While today’s computer chips are faster than ever before, the laws of quantum physics limit how much faster they can get. Traditionally, increases in processing speed have come from shrinking transistors and other chip components so that data has a shorter distance to travel. The physical limit here is the size of an atom.

Another approach is to increase the switching rate. One way to do this is to use light rather than a transistor to control the flow of current – for example, by applying a laser pulse to excite the electrons from the valence band of a semiconducting material into the conduction band so that the material becomes a conductor. The energy required for this excitation depends on the semiconductor and corresponds to light frequencies in the infrared to visible range, which ultimately sets the maximum switching speed possible with these materials.

In the new work, a team led by Martin Schultze of Austria’s Graz University of Technology studied a dielectric, lithium fluoride, rather than a semiconductor because the excitation energy of dielectrics is much higher. This enabled the researchers to use higher-frequency light and thereby achieve even faster data transmission. However, as team member Marcus Ossiander explains, there is a drawback: most dielectric materials cannot conduct electricity without breaking.

To overcome this problem, the researchers increased the frequency of the switching light pulse to the extreme ultraviolet range and decreased its duration to one femtosecond (10-15 s). This is so short that the dielectric does not have time to break. By bombarding a sample of the dielectric with this ultrashort laser pulse, they excited the electrons into the conduction band where the particles can move freely. They then applied a second, slightly longer pulse to accelerate these excited electrons in the desired direction, creating an electric current that they could detect thanks to electrodes connected to both sides of the material.

“The method we employed – sampling ultrafast currents injected by extreme ultraviolet radiation and then driven by light fields – allows us to follow what electrons do when the dielectric switch is operated,” explains Ossiander, who is now a postdoctoral researcher at Harvard University in the US. “Our technique allows us to push electrons from the valence band to the conduction band in a dielectric within one femtosecond – that is, we switched the dielectric from an insulator to a conductor at the speed needed to realize a petahertz switch.”

By tracking what the electrons do after they are put in the conduction band, Ossiander and colleagues showed that if switching times got any faster, the electrons would be pushed into regions of the band structure where they would “harm” the signals the researchers were trying to transmit. Ossiander attributes this result to a combination of two factors: the band structure of the material and the Fourier limit. As the light pulses used in switching become shorter, the Fourier limit means that the pulses must stretch across a broader range of wavelengths. As such, the pulses end up promoting electrons into regions where they have undesirable effects.

“Switching beyond one petahertz could cause the electrons to go to band structure regions in which they would suddenly begin to move in a direction that opposes the electric field we apply, which is of course terrible for the switching performance,” Ossiander explains. “By comparing the band structure of lithium fluoride with that of other materials, we were able to show that we pretty much reached the maximum of what is theoretically possible for any existing material before these reversal effects occur.”

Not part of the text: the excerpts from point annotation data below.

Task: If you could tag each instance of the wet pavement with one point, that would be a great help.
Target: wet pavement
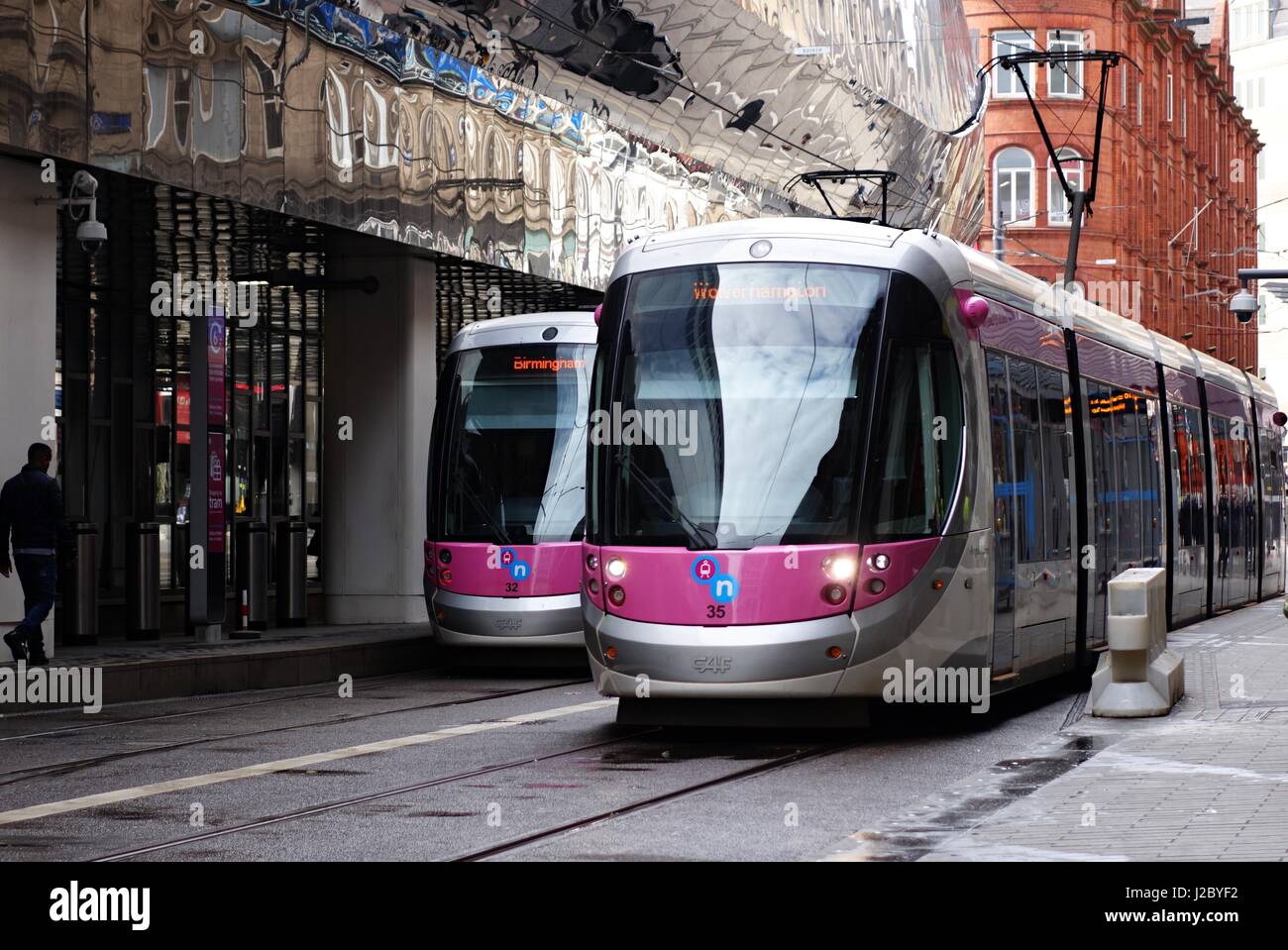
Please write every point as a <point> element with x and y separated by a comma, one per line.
<point>497,765</point>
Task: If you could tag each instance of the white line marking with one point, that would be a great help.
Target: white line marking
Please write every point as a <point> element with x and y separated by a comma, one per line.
<point>158,788</point>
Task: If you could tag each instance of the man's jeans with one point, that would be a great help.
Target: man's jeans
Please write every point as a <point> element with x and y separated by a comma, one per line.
<point>39,577</point>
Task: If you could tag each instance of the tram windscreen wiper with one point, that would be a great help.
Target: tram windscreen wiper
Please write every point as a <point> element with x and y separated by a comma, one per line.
<point>482,508</point>
<point>700,538</point>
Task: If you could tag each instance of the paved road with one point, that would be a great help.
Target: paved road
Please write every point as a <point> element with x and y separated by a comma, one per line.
<point>438,765</point>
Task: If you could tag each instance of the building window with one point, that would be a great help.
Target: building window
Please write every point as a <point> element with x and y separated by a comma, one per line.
<point>1008,84</point>
<point>1057,205</point>
<point>1064,78</point>
<point>1013,187</point>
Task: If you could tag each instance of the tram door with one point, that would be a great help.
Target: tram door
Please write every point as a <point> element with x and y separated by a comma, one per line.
<point>1189,502</point>
<point>1126,468</point>
<point>1034,568</point>
<point>1235,512</point>
<point>1004,518</point>
<point>1271,512</point>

Real-world applications of the new maximum-speed switch are still a long way off, notes Ossiander. “Currently, the experimental set-up we used for this experiment is roughly the size and cost of a one-bedroom apartment – and this to realize a single switch,” he says. “It will still take us a while to miniaturize the lasers and other parts of the apparatus and construct the millions of parallel switches required for a processor at a size and cost that can be integrated into a smartphone, for example.”

New optical transistor uses quasiparticle condensate to switch rapidly

The good news is that according to Ossiander, the technique developed in this work can be applied to study most materials. This should ultimately allow researchers to analyse phenomena such as ultrafast charge carrier transport, elastic and inelastic electron scattering and cooling of (quasi-) free charge carriers that are important for implementing coherent electronics. Ossiander tells Physics World that because the team has already demonstrated the approach for lithium fluoride, which has the largest band gap (the distance between the valence band and conduction band) of all known materials, applying it to other materials “will be relatively straightforward”.

And that is not all: Ossiander adds that the method should enable researchers to measure the electromagnetic field of laser pulses – coveted information that only a handful of techniques can currently provide. The way the laser field evolves after interacting with materials can reveal the time-resolved nonlinear polarization light created in them and therefore can also reveal how bound carriers behave in solids, explains Ossiander. “It will thus provide the full picture of the comportment of electrons interacting with light,” he concludes.

The research is detailed in Nature Communications.